DISH: A Distributed Hybrid Primal-Dual Optimization Framework to Utilize System Heterogeneity

TL;DR

DISH is a novel distributed optimization framework that leverages system heterogeneity by combining Newton and gradient updates, achieving linear convergence for strongly convex problems.

Contribution

DISH introduces a hybrid primal-dual approach that handles agent heterogeneity and unifies existing methods, with proven convergence guarantees.

Findings

DISH achieves linear convergence rate for strongly convex functions.

DISH generalizes and includes methods like EXTRA, DIGing, and ESOM-0.

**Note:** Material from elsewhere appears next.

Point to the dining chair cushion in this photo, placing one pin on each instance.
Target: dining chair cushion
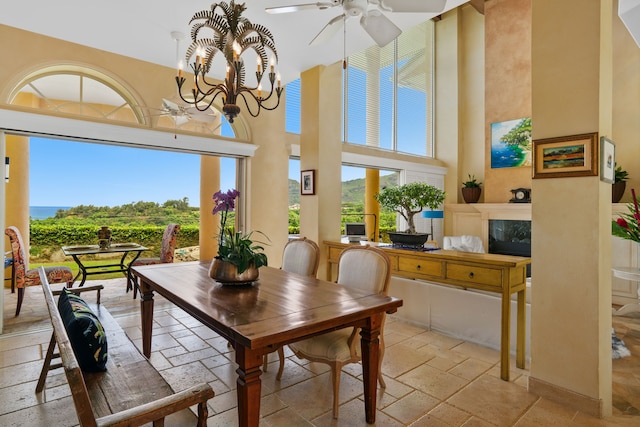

Numerical results confirm practical effectiveness.

Abstract

We consider solving distributed consensus optimization problems over multi-agent networks. Current distributed methods fail to capture the heterogeneity among agents' local computation capacities. We propose DISH as a distributed hybrid primal-dual algorithmic framework to handle and utilize system heterogeneity. Specifically, DISH allows those agents with higher computational capabilities or cheaper computational costs to implement Newton-type updates locally, while other agents can adopt the much simpler gradient-type updates. We show that DISH is a general framework and includes EXTRA, DIGing, and ESOM-0 as special cases. Moreover, when all agents take both primal and dual Newton-type updates, DISH approximates Newton's method by estimating both primal and dual Hessians. Theoretically, we show that DISH achieves a linear (Q-linear) convergence rate to the exact optimal solution for strongly convex functions, regardless of agents' choices of gradient-type and Newton-type updates. Finally, we perform numerical studies to demonstrate the efficacy of DISH in practice. To the best of our knowledge, DISH is the first hybrid method allowing heterogeneous local updates for distributed consensus optimization under general network topology with provable convergence and rate guarantees.